Jame had sworn under her breath. With the Kothifiran temple in her pocket, she had hoped that her mission here was ended. After all, what did the depths of the House offer her except bitter memories best forgotten and perhaps a very real current threat? If the Master was here, in any level of the structure’s past, her presence would call to him.

“I know that place,” she said reluctantly. “It lies deep within the House. You’ll need help to find it.”

“And you will give me that help.”

Jame sighed. Shade wasn’t giving her a choice. Anyway, Awl was a fellow randon and a good woman, even if she was Randir. Whatever was happening to her now, she didn’t deserve it.

Jame led the way across the hall and through an archway. The House opened out around them in a seemingly endless procession of high-vaulted passageways, broad stone stairs spiraling up or down, more corridors, more halls. Everywhere lay cold stones, colder shadows, and desolation. At length they came to an open archway whose upper curve was shaped like a mouth. It had been walled up, but the massive blocks now lay tumbled about on the floor like broken teeth through which the wind blew.

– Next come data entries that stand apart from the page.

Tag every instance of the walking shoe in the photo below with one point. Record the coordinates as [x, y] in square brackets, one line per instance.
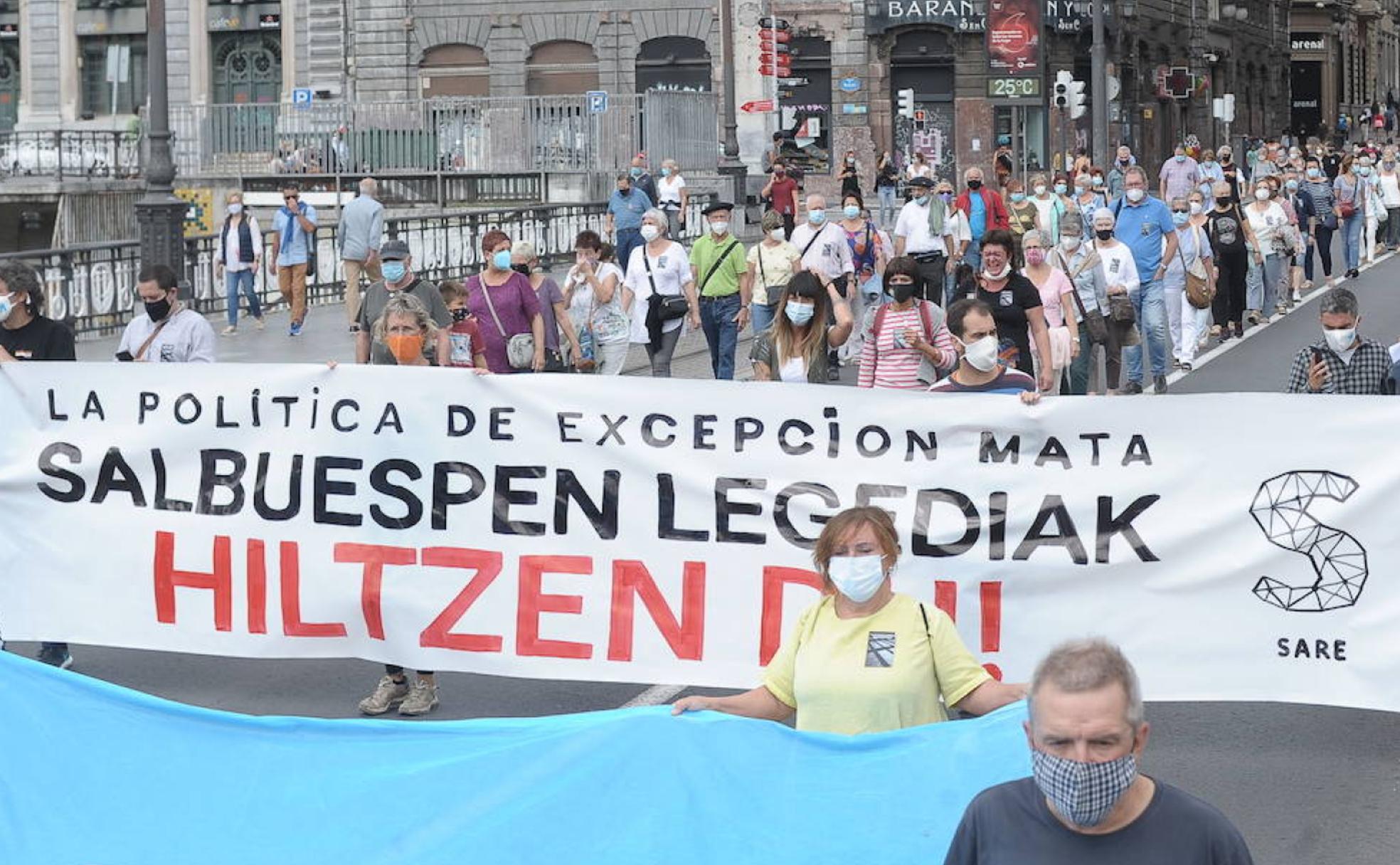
[55, 655]
[422, 699]
[386, 696]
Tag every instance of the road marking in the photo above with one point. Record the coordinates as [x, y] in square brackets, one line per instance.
[1228, 346]
[656, 696]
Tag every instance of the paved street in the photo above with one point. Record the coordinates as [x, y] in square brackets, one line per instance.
[1305, 784]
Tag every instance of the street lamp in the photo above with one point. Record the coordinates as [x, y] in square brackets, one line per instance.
[160, 215]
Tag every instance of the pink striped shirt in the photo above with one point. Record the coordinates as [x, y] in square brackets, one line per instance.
[884, 366]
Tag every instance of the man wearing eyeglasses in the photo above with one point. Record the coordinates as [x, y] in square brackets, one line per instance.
[293, 235]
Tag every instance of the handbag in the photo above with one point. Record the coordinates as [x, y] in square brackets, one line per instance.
[520, 349]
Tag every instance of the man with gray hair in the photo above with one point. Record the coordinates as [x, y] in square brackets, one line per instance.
[1086, 802]
[361, 225]
[1342, 361]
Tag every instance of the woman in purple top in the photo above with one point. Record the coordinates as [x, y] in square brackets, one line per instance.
[504, 304]
[553, 311]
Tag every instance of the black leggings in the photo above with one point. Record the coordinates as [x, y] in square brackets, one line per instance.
[1229, 287]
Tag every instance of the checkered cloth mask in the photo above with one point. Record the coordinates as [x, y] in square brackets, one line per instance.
[1083, 792]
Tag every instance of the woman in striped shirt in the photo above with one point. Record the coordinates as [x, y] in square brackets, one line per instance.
[903, 334]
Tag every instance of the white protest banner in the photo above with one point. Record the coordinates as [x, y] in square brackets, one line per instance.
[1239, 546]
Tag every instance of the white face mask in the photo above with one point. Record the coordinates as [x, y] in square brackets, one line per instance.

“What is that smell?” Shade asked, speaking barely above a whisper.

Something dead, something alive, many things in between . . .

And there was a faint, sickly light within, coming from a barred window curtained with vines and white flowers shaped like swollen, pouting lips.

Jame stopped Shade from going for a closer look. “Those blossoms are vampiric,” she said.

Was it her imagination, or for a moment did the wisp of a figure hang in their obscene embrace? They had caught her once and had nearly drained her dry before Tirandys and his brother Bender had come to her rescue.

Ah, Tirandys, Senethari, who taught me honor by your bitter mistakes . . .

Although he had died at the Cataracts, the victim of Honor’s Paradox, he would be here too in some fold of the House’s past, perhaps no more than a breath away. She wanted to see him, to warn him against what lay ahead.

But “The past cannot be changed.”

Who had said that? Ah. The Master himself, explaining why he could not reap souls in the past. What happened there happened only once.

Shade had been cautiously maneuvering to peer out the window between the bloated white flowers.

“The sky is green,” she said.

“We aren’t on Rathillien anymore.”

The Randir gave her a blank look. “Where, then?”

“The House spans the entire Chain of Creation, from threshold world to world. Each time the Kencyrath has fled, it has walled up the older apartments behind it except when we came to Rathillien. The Fall happened too quickly; there was no time. Since then, the Master has smashed all the barriers, laying the House open from end to end.”

“Has Rathillien been breached?”

“After a fashion. This sort of invasion has happened before, where this world is ‘thin.’”

She was thinking of Karkinaroth, the Moon Garden where Tieri’s death banner had hung, the Haunted Lands, and the White Hills. She had thought at the time that Karkinaroth was unique. Apparently not.

Shade scowled. So much new information obviously disturbed her, and she was inclined to blame Jame for enlightening her. “Then why doesn’t Perimal Darkling burst into Rathillien and overwhelm it?”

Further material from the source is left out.